Даже по ночам, когда на небо выходила такая близкая и сказочно прекрасная луна — уже наступило полнолуние, — а в каменоломне загорались костры, вокруг которых спали изнуренные работой люди, Быстрееоленя искал своими зоркими глазами Каменотеса.
Сам он не мог разжечь костер и всю ночь дрожал от холода, А днем камни раскалялись так, что до них было невозможно дотронуться. Только такой опытный, как он, лазутчик мог выдержать все эти испытания. И вот сегодня, когда ему, наконец, удалось определить место, где обычно спал Каменотес, и наметить путь, по которому ночью прокрадется в каменоломню, Каменотеса куда-то уводил помощник Великого Мастера!
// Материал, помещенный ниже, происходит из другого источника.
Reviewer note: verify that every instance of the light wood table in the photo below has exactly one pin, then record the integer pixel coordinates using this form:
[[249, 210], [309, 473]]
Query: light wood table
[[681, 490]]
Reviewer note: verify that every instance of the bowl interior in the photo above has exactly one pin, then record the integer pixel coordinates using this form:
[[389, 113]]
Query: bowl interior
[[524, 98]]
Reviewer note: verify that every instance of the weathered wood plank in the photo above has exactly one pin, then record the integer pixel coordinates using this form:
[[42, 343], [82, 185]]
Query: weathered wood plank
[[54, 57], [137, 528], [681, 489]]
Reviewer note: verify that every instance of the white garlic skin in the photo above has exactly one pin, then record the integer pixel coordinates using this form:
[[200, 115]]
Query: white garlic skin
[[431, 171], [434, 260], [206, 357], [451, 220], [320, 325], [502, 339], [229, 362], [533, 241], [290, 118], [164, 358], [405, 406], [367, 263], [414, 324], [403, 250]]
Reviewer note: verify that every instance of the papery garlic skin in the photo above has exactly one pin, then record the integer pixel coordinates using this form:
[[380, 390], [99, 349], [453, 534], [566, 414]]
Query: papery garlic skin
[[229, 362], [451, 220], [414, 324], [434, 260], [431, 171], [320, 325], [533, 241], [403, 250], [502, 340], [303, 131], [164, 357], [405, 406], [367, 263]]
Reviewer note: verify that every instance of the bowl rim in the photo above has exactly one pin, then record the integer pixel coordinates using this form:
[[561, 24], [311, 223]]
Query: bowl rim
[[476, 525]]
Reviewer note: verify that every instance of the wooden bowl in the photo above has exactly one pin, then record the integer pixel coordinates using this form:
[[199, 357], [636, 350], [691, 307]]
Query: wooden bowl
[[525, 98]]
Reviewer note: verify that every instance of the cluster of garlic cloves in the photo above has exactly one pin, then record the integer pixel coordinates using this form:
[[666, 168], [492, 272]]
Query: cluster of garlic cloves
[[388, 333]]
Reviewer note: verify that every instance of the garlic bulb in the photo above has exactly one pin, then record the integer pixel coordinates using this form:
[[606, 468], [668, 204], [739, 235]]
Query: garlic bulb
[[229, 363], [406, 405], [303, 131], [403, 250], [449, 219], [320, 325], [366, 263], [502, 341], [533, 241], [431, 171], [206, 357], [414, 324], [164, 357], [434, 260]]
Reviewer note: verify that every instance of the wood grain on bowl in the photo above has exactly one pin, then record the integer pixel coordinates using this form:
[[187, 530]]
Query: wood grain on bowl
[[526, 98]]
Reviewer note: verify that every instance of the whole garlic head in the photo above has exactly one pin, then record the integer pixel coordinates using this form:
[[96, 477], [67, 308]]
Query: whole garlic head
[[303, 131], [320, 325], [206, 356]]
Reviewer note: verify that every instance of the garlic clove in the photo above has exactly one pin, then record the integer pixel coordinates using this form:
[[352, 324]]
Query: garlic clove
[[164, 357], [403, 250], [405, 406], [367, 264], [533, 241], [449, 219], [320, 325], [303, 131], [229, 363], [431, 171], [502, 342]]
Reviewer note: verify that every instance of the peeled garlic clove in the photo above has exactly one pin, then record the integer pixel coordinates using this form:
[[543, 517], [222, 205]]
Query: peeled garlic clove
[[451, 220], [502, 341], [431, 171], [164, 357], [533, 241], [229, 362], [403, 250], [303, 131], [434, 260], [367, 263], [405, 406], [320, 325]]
Быстрееоленя успел заметить, что Каменотеса повели по дороге на строительство. Сегодня ночью и он проделает этот путь; теперь же нужно отдохнуть. И Быстрееоленя заставил себя заснуть, хотя солнце стояло прямо над головой и беспощадно жгло его обнаженное тело.
Так повелели боги
За многие месяцы строительных работ бревна-катки хорошо утрамбовали дорогу, и бежать по ней было легко и приятно. Великий Мастер не любил носилок. Он пользовался ими лишь для того, чтобы избежать лишних пересудов жрецов, внимательно следивших за каждым его поступком. Они никак не могли смириться с тем, что простой жрец-рисовальщик, переписывавший священные книги — хууны и украшавший их рисунками, неожиданно стал главным зодчим священного города Спящего Ягуара. Он и так позволял себе много вольностей, нарушая традиции знати, к которой теперь принадлежал. Великий Мастер прекрасно понимал, что каждая из них слишком быстро доходила до ушей правителя и в конце концов наветы жрецов могли достичь своей цели, и тогда, кто знает, какая судьба ожидала его?
Дорога шла под уклон, и он не испытывал усталости. Наоборот, после нескольких часов, проведенных в носилках, которые сковывали не только движения, но и мысли, Великий Мастер чувствовал, как бег наполняет бодростью все его тело, изгоняя дурные мысли и тяжелые предчувствия. Ему даже стало смешно, когда он вспомнил беспомощную услужливость оплывшего жиром жреца, которого Великий Мастер так и не удостоил своим вниманием…
Мысль о каменоломне и строительстве, куда направлялся Великий Мастер, вернула его к прежним безрадостным думам и сомнениям. Легкий бег, наполнявший радостью тело, постепенно угас. Он зашагал медленно и тяжело.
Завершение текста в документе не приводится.